Security Bytes

I was recently invited to speak at a Zero Trust Strategies conference in the Philippines by one of the local Systems Integrators. I must admit that during this time is the first time I read the NIST Special Publication 800-207 on Zero Trust Architecture (ZTA) and it had some fascinating insights. Lets look at NIST definition of Zero Trust

Zero trust (ZT) is the term for an evolving set of cybersecurity paradigms that move defenses from static, network-based perimeters to focus on users, assets, and resources. A zero trust architecture (ZTA) uses zero trust principles to plan industrial and enterprise infrastructure and workflows. Zero trust assumes there is no implicit trust granted to assets or user accounts based solely on their physical or network location (i.e., local area networks versus the internet) or based on asset ownership (enterprise or personally owned). Authentication and authorization (both subject and device) are discrete functions performed before a session to an enterprise resource is established. Zero trust is a response to enterprise network trends that include remote users, bring your own device (BYOD), and cloud-based assets that are not located within an enterprise- owned network boundary. Zero trust focuses on protecting resources (assets, services, workflows, network accounts, etc.), not network segments, as the network location is no longer seen as the prime component to the security posture of the resource. This document contains an abstract definition of zero trust architecture (ZTA) and gives general deployment models and use cases where zero trust could improve an enterprise’s overall information technology security posture.

Over the years, the network infrastructure for traditional enterprises has grown increasingly complex, and perimeter-based network security controls are not effective in dealing with modern threats. This has led to the development of the zero trust (ZT) security model, which moves away from the implicit trust lent by a network location and towards a continual validation of the identity and security posture of each access request. ZT is not a single architecture or product but a set of guiding principles to improve the security posture of an organization, and the transition to a ZTA will require technology and process changes over time.

Tenets of Zero Trust

1. All data sources and computing services are considered resources.
2. All communication is secured regardless of network location.
3. Access to individual enterprise resources is granted on a per-session basis.
4. Access to resources is determined by dynamic policy – including the observable state of client identity, application/service, and the requesting asset – and may include other behavioural and environmental attributes.
5. The enterprise monitors and measures the integrity and security posture of all owned and associated assets.
6. All resource authentication and authorization are dynamic and strictly enforced before access is allowed.
7. The enterprise collects as much information as possible about the current state of assets, network infrastructure and communications and uses it to improve its security posture.

A Zero Trust View of a Network (Assumptions)

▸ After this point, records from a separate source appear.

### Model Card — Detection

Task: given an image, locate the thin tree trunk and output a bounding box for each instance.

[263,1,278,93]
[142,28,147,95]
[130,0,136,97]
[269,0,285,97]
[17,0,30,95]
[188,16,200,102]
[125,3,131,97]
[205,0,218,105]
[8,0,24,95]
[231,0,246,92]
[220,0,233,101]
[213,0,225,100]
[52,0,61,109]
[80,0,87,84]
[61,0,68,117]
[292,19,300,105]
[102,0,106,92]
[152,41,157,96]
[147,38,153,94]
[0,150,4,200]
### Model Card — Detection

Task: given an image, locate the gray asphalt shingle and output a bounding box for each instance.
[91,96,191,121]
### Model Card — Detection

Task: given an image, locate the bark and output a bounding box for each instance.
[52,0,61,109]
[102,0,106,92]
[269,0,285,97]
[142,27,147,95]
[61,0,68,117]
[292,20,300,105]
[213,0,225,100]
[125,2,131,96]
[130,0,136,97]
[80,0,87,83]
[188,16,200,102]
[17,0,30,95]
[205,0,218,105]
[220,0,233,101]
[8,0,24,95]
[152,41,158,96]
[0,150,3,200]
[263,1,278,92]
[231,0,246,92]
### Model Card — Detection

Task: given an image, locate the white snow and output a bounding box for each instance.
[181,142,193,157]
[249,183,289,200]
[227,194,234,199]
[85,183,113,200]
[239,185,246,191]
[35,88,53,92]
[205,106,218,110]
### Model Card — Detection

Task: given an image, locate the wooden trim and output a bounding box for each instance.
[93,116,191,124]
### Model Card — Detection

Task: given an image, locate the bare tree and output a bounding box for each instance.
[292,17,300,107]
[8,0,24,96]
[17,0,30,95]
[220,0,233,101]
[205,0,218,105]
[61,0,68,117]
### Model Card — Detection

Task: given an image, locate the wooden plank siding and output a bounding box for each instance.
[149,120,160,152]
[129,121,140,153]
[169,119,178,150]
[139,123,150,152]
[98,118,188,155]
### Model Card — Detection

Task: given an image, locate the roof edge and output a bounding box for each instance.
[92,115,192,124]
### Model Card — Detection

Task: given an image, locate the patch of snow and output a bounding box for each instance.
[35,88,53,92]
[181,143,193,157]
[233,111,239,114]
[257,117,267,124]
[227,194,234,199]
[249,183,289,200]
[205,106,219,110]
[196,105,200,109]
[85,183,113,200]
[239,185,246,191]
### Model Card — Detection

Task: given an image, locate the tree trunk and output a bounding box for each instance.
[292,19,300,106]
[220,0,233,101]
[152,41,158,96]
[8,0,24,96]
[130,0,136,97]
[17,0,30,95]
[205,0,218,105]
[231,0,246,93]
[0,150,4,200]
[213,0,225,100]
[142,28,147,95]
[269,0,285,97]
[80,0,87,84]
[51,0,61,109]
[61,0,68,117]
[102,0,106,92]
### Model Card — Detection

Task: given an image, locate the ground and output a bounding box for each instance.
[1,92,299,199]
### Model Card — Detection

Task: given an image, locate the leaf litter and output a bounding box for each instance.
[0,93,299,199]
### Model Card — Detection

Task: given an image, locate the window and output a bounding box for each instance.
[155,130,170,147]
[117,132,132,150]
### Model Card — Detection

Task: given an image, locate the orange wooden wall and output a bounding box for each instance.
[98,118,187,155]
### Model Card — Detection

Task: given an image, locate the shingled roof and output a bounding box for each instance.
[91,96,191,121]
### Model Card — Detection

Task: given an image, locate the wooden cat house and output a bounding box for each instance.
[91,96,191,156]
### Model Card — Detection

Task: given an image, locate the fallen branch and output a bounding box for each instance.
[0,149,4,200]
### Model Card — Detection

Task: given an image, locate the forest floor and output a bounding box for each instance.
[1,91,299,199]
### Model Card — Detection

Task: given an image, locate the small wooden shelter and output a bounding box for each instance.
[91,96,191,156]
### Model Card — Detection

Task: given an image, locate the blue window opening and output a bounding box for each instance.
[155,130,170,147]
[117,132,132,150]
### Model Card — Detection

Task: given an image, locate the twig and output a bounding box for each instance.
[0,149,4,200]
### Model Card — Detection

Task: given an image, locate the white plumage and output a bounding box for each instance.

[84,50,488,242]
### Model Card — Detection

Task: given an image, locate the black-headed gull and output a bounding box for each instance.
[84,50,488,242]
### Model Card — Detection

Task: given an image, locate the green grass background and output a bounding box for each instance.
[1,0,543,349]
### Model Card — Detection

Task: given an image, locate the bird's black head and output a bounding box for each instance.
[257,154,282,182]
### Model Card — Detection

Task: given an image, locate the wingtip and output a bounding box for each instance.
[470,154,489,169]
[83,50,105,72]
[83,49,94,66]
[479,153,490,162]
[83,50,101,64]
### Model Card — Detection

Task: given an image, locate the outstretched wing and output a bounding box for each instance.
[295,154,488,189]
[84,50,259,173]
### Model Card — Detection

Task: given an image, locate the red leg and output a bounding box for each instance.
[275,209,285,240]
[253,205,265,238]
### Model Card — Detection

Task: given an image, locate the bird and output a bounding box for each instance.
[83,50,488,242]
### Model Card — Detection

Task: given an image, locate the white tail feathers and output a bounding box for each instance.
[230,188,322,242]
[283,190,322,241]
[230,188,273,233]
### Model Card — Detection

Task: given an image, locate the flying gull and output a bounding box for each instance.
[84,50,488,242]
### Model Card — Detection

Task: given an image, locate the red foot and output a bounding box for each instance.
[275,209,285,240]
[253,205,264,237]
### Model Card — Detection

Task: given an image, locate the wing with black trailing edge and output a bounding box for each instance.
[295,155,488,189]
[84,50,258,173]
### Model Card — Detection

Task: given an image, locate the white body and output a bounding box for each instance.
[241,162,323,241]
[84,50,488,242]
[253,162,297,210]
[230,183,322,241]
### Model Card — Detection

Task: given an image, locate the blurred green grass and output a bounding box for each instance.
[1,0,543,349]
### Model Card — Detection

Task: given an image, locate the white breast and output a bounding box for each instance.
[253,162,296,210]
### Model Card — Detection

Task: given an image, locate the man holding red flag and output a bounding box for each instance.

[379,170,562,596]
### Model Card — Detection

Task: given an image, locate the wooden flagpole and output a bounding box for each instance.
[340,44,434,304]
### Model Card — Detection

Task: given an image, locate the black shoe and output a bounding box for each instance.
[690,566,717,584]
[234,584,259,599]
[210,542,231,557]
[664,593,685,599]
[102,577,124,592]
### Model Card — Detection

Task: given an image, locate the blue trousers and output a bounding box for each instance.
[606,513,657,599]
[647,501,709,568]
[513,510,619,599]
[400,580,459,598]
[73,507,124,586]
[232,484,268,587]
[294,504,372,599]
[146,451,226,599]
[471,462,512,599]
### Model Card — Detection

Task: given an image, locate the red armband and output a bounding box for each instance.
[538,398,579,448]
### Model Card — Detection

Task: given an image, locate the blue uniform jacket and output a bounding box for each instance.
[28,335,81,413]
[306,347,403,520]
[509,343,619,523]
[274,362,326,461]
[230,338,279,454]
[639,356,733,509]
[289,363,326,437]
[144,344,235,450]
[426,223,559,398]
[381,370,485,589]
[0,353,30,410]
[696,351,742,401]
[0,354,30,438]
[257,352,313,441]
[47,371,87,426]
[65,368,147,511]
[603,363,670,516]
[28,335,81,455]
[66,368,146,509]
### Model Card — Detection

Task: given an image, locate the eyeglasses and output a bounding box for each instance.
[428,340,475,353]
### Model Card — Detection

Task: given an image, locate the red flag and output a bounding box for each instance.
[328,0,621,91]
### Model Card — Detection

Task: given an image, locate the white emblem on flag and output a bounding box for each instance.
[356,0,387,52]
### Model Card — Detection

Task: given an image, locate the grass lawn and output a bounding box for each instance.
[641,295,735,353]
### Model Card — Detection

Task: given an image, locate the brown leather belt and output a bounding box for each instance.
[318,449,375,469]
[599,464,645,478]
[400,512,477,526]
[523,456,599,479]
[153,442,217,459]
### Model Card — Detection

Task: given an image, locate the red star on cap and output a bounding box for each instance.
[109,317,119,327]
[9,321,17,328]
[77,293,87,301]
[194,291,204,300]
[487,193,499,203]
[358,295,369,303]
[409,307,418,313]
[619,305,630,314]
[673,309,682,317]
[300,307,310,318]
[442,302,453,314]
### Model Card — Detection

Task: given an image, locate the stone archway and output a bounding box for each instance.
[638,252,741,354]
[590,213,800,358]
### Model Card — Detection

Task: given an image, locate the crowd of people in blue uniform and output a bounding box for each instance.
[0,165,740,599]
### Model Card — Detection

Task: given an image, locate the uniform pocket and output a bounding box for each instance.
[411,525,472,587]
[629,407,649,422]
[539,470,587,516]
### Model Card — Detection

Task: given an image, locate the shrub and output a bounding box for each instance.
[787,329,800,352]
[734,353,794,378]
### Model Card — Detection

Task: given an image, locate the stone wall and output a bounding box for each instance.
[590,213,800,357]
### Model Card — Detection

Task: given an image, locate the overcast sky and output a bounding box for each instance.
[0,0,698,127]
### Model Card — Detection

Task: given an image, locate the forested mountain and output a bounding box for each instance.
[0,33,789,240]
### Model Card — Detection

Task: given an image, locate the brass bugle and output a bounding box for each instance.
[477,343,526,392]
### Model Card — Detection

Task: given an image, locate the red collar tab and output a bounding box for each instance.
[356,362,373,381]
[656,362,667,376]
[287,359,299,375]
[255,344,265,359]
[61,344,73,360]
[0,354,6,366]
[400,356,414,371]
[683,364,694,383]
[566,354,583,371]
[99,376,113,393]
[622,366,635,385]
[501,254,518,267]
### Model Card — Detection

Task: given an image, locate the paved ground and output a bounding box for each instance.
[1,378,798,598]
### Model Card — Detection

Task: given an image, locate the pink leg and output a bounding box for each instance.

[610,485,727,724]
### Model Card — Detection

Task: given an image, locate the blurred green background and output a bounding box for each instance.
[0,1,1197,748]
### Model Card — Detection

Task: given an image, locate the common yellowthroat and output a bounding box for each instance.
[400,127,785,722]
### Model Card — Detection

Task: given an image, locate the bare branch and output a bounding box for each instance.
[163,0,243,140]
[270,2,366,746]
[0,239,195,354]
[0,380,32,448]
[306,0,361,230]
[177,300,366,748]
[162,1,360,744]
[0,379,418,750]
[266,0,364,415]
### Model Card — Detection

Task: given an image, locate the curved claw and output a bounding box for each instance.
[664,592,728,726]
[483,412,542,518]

1. The entire enterprise private network is not considered as implicit trust zone.
2. Devices on the network may not be owned or configurable by the enterprise.
3. No resource is inherently trusted.
4. Not all enterprise resources are on enterprise-owned infrastructure.
5. Remote enterprise subjects and assets cannot fully trust their local network connection.
6. Assets and workflows moving between enterprise and non-enterprise infrastructure should have a consistent security policy and posture.

Logical Components of Zero Trust Architecture

ZTA Approaches

• ZTA using enhanced identity governance: uses the identity and attributes of actors as the key component of policy creation; may be augmented by device status, asset status and environmental factors.
• ZTA using micro-segmentation: places resources on unique network segments protected by gateway security components; may implement host-based micro-segmentation using agents too.
• ZTA using network infrastructure and software defined perimeters: uses an overlay network i.e. software-defined perimeter approach.

ZTA Deployment Models

• Device agent/gateway-based deployment: an agent on enterprise-issued assets to coordinate connections, and a gateway/proxy in front of the protected resources to approve connection requests; does not support BYOD.
• Enclave-based deployment: variation of the above model with all resources within an enclave protected by the same gateway/proxy; does not protect each resource individually, increasing the blast radius of a compromise.
• Resource portal-based deployment: no agent on enterprise assets, resulting in limited visibility into device health; supports BYOD.
• Device application sandboxing: enterprise assets run approved, vetted applications inside a sandbox; leads to increase in maintenance overheads.